Walk away and keep your head held high Smile

lazarusb · 25/06/2012 10:18

Agree with Proud - he is feeling threatened by your strength and independence. Enjoy your holiday and don't look back! He made his choices over and again, he has some nerve. I would bet this was calculated to stir you up before you went away just in case you fall in love with a waiter while you are away Grin

KirstyWirsty · 25/06/2012 11:34

Grin at fall in love with a waiter

He hasn't even considered that I may have met someone else .. that didn't come into the equation at all ( I haven't but still!)

Many people said that he'd try to come back .. i didn't think he would .. I thought he knew me well enough to know i would never consider it

He seems more up for the house sale today so hopefully the message has sunk in and I'll miss the backlash by being away

And yes.. i got the puss in boots eyes, tears , sobbing... the works
...not one I love you though .. One lie he couldn't bring himself to tell perhaps??

OP posts:
lazarusb · 25/06/2012 14:02

He may not be able to tell you he loves you but he wants to keep you on his string. Stupid man can't see that snapped a long time ago. Stay hard, you are doing brilliantly Smile

Lueji · 25/06/2012 14:18

I had ex doing the script the day before the first divorce hearing.

And still after that. Mixed with threatening messages.

I'll never understand these men.

But we can predict what they do.

expatinscotland · 25/06/2012 14:26

You are far, far better off without him.

skyebluesapphire · 25/06/2012 16:04

well done for standing strong. Im still waiting for mine to come back and beg. I'll be really disappointed if he doesnt, as I really want the satisfaction of telling him where to go!

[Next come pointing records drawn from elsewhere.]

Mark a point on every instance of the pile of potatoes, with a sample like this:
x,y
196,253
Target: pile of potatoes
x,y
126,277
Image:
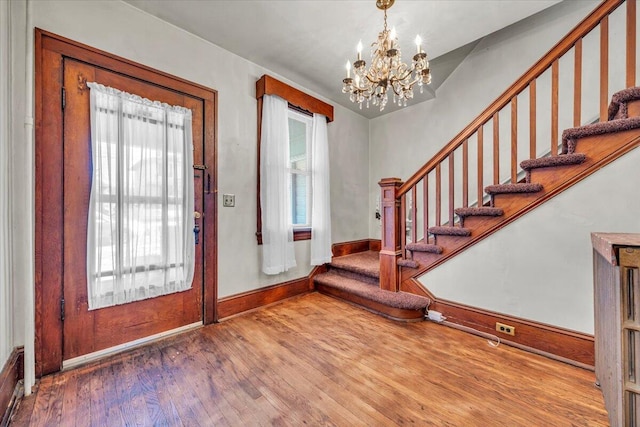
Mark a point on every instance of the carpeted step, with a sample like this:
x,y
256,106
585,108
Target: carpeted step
x,y
619,102
551,161
570,136
409,263
362,263
477,211
492,190
400,300
448,231
424,247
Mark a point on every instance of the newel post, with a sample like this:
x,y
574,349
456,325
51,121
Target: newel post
x,y
390,247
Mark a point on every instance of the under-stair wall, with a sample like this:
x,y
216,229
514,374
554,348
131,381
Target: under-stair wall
x,y
498,60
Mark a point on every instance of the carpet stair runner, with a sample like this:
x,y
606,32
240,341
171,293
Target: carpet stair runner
x,y
623,104
355,278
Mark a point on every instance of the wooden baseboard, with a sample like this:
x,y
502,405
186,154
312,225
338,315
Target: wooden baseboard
x,y
346,248
551,341
12,372
398,314
239,303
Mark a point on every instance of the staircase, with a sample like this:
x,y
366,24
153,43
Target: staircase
x,y
355,278
584,150
432,216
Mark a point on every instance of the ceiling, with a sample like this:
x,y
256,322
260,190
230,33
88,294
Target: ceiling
x,y
309,41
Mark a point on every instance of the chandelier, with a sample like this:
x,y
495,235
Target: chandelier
x,y
387,71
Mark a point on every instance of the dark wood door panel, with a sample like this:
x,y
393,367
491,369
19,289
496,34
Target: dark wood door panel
x,y
61,218
89,331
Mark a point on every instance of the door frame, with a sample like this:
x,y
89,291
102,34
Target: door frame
x,y
50,51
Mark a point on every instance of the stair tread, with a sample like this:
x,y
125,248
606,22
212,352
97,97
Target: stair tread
x,y
450,231
562,160
569,136
479,211
424,247
402,300
366,263
409,263
618,105
513,188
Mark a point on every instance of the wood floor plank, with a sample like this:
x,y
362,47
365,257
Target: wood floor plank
x,y
314,360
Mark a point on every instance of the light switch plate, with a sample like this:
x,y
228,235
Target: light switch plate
x,y
228,200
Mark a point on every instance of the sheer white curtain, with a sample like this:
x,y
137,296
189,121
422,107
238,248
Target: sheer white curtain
x,y
140,240
275,187
321,197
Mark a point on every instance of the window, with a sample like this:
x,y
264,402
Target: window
x,y
140,239
301,108
300,126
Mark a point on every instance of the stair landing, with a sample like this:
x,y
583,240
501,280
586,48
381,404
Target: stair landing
x,y
354,278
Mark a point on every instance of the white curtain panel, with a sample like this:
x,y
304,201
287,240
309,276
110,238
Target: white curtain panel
x,y
140,241
321,196
275,186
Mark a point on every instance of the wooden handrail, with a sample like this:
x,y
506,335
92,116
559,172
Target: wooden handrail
x,y
562,47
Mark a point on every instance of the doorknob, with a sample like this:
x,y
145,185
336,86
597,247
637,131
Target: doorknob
x,y
196,227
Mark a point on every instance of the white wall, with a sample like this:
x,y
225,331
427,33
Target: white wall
x,y
401,142
6,288
539,267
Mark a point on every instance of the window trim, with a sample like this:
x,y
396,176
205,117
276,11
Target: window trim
x,y
300,102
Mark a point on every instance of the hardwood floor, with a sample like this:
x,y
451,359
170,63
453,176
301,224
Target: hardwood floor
x,y
313,360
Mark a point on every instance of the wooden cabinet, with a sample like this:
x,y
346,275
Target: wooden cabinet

dondon33 · 25/06/2012 16:40

Well done Kirsty :)
Why do the weaselling bastards think that we'll fall for their bullshit?

Im still waiting for mine to come back and beg. I'll be really disappointed if he doesnt, as I really want the satisfaction of telling him where to go!

:) Go Skye, I hope you get your wish.

Abitwobblynow · 25/06/2012 22:38

Has OW dumped him?

Lizzabadger · 25/06/2012 22:44

I love how predictable they are. Such an idiot. Glad you're not falling for it.

springaroundthecorner · 25/06/2012 22:46

Kirsty, I have followed you threads too. Go off an have a lovely holiday with your DD and see it as the start of something new and wonderful.
Stay strong. Dont let him knock you off course.